체코 슬로바키아 의 지배 민족 집단, 독일과 헝가리 사람들이 자발적인 시민으로 살았던 새로운 국가,

다음은 체코 슬로바키아 역사의 간단한 처리입니다. 1918 년 이전의 지역에 대한 논의를 포함한 완전한 치료에 대해서는 체코 슬로바키아 역사를 참조하십시오.

제 1 차 세계 대전 후 체코와 슬로바키아의 정치적 연합은 두 민족이 언어, 종교 및 일반 문화와 밀접한 관련이 있기 때문에 실현 가능했습니다. 독립적 인 체코 슬로바키아 국가는 1918 년 10 월 28 일 Tomáš Masaryk, Edvard Beneš 및 기타 지도자들에 의해 선포되었으며 프랑스와 오스트리아의 다른 동맹국들에 의해 빠르게 인정되었습니다. 체코 인이 거주하는 보헤미아와 모라비아는 서부 지역을 구성했으며 슬로바키아는 동부 지역을 점유했습니다. 체코와 슬로바키아는 함께 새로운 국가 인구의 3 분의 2를 차지했다. 주 경계 내의 다른 국적 국에는 독일인, 헝가리 인, 루 테니 아인 및 폴란드가 포함됩니다.

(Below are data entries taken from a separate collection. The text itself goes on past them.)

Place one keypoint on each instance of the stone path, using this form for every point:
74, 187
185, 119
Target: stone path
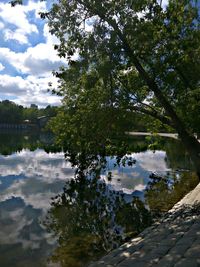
174, 241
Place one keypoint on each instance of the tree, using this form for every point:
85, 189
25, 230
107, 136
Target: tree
141, 56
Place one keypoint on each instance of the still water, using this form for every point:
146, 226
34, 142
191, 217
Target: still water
30, 178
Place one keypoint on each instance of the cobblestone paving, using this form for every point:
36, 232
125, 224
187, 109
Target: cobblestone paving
174, 241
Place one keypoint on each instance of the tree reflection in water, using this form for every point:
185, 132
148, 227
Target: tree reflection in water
89, 219
163, 192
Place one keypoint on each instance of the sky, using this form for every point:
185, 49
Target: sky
27, 57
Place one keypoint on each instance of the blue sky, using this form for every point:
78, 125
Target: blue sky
27, 57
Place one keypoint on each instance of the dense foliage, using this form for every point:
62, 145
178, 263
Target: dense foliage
126, 57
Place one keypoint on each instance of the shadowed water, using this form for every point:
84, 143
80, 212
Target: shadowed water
85, 219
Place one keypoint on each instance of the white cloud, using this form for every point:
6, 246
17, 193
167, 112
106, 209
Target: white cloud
1, 25
38, 60
18, 17
29, 90
17, 35
1, 67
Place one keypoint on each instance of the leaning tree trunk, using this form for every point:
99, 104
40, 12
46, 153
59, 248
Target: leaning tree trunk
190, 142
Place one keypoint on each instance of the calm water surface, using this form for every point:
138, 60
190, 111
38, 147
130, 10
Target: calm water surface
30, 177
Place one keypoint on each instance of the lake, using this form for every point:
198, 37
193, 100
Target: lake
31, 190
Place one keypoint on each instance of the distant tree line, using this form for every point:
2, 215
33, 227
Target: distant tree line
10, 112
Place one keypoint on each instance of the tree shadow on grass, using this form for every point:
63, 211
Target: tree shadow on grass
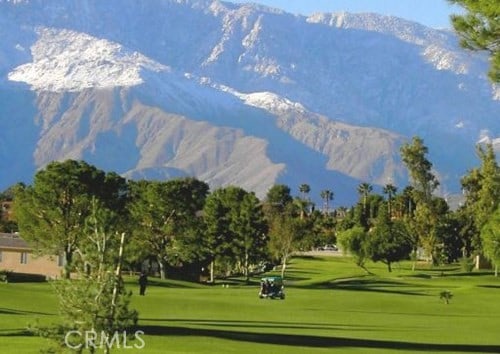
315, 341
270, 324
371, 285
6, 311
15, 332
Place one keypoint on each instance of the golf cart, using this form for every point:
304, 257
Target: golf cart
271, 288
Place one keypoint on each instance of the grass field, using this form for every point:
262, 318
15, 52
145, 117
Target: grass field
331, 306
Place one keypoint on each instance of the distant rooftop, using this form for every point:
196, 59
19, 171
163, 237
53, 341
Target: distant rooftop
13, 241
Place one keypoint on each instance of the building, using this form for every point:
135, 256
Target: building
17, 256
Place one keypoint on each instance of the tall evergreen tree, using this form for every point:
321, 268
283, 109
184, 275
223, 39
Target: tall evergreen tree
52, 211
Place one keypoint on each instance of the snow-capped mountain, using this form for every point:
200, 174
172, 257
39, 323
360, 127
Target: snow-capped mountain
235, 94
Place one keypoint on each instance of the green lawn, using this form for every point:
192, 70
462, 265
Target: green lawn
331, 306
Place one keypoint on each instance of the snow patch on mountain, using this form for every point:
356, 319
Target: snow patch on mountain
65, 60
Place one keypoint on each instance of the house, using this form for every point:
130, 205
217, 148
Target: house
17, 256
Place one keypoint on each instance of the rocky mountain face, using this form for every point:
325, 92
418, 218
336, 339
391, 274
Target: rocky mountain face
235, 94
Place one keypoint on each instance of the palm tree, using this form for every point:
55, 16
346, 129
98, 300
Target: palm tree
326, 195
364, 190
304, 189
390, 190
304, 201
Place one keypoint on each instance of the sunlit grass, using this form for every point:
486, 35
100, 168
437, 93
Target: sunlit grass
331, 306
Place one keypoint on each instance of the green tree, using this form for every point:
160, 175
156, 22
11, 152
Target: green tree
479, 29
284, 233
165, 214
354, 241
235, 229
327, 196
420, 169
52, 211
304, 190
490, 236
425, 218
94, 303
481, 187
390, 190
388, 241
250, 228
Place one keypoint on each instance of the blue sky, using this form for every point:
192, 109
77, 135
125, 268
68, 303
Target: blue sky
432, 13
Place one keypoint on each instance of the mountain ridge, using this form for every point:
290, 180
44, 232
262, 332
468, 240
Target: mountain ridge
325, 99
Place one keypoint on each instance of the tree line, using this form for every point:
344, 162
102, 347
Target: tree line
188, 230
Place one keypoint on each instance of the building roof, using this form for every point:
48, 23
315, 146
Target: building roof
13, 241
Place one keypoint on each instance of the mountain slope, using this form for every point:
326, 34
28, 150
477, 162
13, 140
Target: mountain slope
235, 94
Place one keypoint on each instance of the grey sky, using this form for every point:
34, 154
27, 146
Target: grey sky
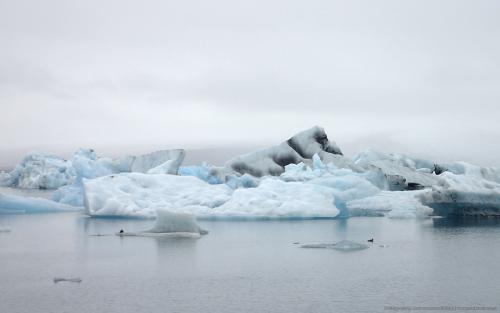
420, 77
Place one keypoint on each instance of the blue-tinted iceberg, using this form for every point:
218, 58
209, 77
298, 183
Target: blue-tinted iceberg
272, 161
18, 204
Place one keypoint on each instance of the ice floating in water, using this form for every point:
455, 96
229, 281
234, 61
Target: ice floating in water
71, 280
171, 225
272, 161
141, 195
318, 245
396, 204
19, 204
312, 179
344, 245
347, 245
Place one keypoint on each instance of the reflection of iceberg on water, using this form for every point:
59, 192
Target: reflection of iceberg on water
170, 225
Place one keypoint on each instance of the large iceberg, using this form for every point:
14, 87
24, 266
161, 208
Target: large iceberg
12, 204
141, 195
466, 195
38, 171
304, 177
272, 161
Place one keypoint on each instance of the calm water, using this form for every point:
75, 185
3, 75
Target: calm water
250, 266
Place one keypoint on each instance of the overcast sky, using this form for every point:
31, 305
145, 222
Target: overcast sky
420, 77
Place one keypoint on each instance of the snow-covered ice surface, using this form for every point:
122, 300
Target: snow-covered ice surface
274, 198
20, 204
396, 204
344, 245
464, 195
141, 195
305, 176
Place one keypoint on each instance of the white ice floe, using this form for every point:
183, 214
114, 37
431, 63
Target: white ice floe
4, 229
171, 225
275, 198
344, 245
135, 194
464, 195
38, 171
71, 280
87, 165
141, 195
395, 204
403, 173
19, 204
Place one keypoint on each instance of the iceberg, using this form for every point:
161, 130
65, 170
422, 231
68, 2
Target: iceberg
171, 225
305, 176
87, 165
274, 198
402, 172
18, 204
158, 162
394, 204
141, 195
272, 161
344, 245
38, 171
71, 280
465, 195
4, 229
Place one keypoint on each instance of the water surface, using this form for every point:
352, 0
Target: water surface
246, 266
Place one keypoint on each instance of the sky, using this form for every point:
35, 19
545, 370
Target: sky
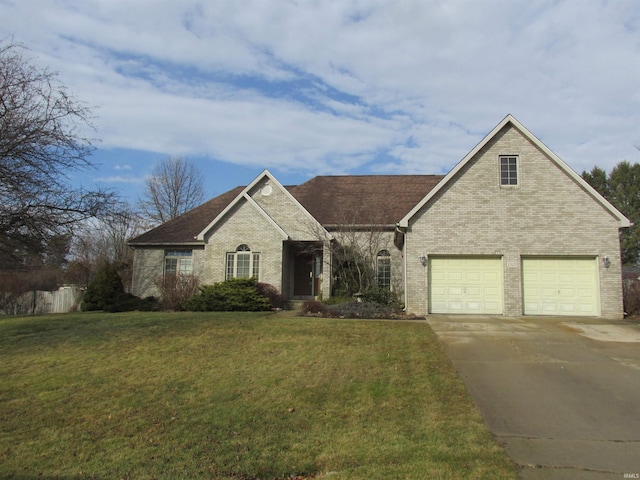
307, 88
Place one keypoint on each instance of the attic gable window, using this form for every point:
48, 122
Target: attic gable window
178, 262
243, 263
508, 170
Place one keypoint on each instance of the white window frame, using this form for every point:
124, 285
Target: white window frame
509, 172
249, 262
183, 260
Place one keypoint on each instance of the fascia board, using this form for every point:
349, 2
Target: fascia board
245, 194
253, 203
405, 220
624, 221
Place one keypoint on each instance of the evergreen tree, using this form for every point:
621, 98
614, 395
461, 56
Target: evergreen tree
622, 188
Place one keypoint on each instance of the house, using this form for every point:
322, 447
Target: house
510, 230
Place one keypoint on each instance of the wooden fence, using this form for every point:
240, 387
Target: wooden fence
65, 299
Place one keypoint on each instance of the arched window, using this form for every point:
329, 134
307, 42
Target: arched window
243, 263
383, 269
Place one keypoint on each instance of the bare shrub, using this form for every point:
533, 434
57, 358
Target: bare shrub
313, 306
175, 290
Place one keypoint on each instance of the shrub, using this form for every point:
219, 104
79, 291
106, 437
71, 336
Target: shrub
175, 290
236, 295
105, 288
129, 303
381, 296
337, 300
313, 306
361, 310
269, 291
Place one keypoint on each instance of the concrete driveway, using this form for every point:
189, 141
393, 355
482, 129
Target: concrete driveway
562, 395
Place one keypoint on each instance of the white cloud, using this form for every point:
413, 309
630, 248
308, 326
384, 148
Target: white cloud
333, 87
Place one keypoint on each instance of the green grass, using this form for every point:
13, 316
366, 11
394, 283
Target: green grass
234, 396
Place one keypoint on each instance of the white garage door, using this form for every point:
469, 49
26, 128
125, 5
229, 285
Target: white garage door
560, 286
465, 285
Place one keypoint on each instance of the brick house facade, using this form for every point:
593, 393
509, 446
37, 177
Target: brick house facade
510, 230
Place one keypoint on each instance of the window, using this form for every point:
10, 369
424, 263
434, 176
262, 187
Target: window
509, 170
243, 263
383, 265
178, 262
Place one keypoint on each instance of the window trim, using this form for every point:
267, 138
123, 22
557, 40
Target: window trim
231, 262
516, 172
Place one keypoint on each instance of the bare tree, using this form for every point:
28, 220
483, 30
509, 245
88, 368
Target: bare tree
41, 141
104, 240
175, 187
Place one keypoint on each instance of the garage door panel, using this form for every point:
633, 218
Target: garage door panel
560, 287
466, 285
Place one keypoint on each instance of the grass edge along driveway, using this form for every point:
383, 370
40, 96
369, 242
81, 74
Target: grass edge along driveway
234, 396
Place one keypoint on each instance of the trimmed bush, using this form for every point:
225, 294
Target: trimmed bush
175, 290
130, 303
313, 306
236, 295
269, 291
105, 289
361, 310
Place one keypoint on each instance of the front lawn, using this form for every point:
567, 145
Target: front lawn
234, 396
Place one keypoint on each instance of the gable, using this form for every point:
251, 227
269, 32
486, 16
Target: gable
547, 174
184, 229
275, 203
544, 199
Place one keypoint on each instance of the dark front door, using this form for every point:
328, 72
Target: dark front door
303, 275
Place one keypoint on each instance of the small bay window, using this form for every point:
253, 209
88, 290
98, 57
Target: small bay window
243, 263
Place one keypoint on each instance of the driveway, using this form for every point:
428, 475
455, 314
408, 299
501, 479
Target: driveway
562, 395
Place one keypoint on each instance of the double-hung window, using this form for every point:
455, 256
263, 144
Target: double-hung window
178, 262
243, 263
383, 267
508, 170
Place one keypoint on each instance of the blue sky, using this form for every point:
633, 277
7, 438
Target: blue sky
308, 88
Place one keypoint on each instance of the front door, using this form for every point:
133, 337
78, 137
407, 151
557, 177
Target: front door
303, 276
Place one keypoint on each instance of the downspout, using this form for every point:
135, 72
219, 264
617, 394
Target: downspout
401, 233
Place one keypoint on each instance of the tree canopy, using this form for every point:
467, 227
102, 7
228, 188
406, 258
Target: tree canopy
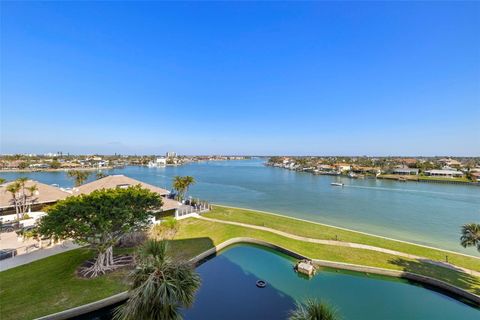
181, 185
78, 176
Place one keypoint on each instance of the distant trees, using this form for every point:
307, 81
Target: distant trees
23, 165
100, 219
470, 235
312, 309
78, 176
182, 184
160, 285
55, 164
22, 196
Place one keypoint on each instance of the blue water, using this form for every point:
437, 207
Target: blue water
228, 291
424, 213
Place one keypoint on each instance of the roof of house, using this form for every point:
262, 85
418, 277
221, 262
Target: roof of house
44, 194
115, 181
405, 170
442, 171
169, 204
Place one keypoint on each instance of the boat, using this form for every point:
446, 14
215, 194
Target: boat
337, 184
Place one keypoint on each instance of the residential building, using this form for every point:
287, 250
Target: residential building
444, 173
405, 171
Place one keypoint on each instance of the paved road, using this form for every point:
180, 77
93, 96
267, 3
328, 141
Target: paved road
347, 244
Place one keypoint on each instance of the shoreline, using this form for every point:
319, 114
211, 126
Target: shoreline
350, 230
216, 250
54, 170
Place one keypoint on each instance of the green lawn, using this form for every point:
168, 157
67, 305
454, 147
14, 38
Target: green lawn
50, 285
210, 232
318, 231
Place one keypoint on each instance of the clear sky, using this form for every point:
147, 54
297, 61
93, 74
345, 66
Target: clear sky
374, 78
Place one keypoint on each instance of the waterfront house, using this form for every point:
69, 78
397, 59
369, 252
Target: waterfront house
450, 162
169, 206
159, 162
342, 167
405, 171
444, 173
44, 195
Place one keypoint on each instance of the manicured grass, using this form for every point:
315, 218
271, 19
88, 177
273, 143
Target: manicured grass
318, 231
50, 285
218, 233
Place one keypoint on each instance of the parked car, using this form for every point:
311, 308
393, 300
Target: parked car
7, 253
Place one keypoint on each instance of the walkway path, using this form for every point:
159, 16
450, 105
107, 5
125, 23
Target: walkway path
347, 244
36, 255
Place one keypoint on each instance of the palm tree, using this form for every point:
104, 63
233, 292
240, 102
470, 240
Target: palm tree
100, 175
160, 286
21, 200
78, 176
471, 235
314, 310
181, 185
14, 188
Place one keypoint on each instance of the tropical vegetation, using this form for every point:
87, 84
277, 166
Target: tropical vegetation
160, 285
194, 236
313, 309
78, 176
181, 185
100, 219
471, 236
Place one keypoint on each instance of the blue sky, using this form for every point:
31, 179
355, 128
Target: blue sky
375, 78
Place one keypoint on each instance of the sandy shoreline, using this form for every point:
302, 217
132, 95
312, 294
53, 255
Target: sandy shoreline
55, 170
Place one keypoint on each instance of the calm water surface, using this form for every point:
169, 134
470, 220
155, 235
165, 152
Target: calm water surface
425, 213
228, 291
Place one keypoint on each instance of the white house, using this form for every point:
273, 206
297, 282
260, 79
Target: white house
159, 162
444, 173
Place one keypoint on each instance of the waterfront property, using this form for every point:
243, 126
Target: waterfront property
444, 173
424, 213
406, 171
195, 236
43, 195
356, 295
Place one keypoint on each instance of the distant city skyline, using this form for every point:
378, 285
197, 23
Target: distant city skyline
309, 78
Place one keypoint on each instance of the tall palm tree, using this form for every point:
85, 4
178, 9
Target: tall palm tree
160, 286
181, 185
188, 181
100, 175
471, 235
79, 177
314, 310
14, 188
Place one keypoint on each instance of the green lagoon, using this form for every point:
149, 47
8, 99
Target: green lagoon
424, 213
228, 291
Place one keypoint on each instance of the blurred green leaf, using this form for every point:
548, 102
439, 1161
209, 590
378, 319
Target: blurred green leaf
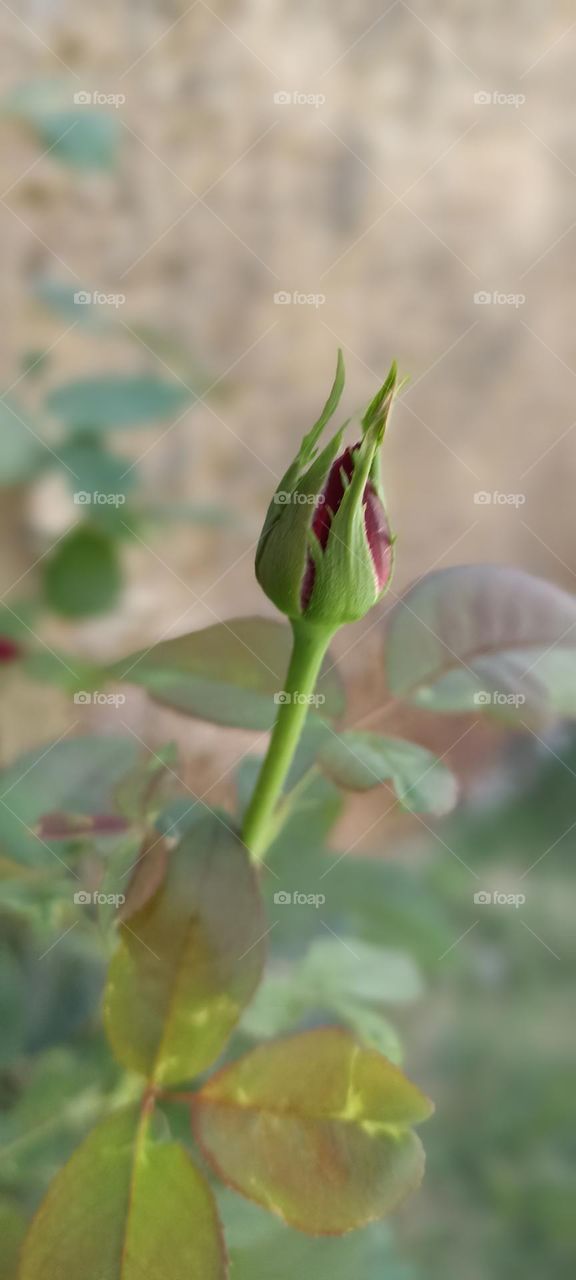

Under the leadership of Masaryk, who served as president from 1918 to 1935, Czechoslovakia became a stable parliamentary democracy and the most industrially advanced country in eastern Europe. But after the rise to power of Adolf Hitler in Germany in 1933, the significant German minority in the Sudetenland of western Czechoslovakia began to lean toward Hitler’s National Socialism. With the acquiescence of Britain and France, Hitler annexed the German-speaking Sudeten areas of Czechoslovakia in 1938. By 1939 Germany had occupied all of Bohemia and Moravia and turned the two regions into a German protectorate. Slovakia received nominal autonomy, though it was dominated by Germany.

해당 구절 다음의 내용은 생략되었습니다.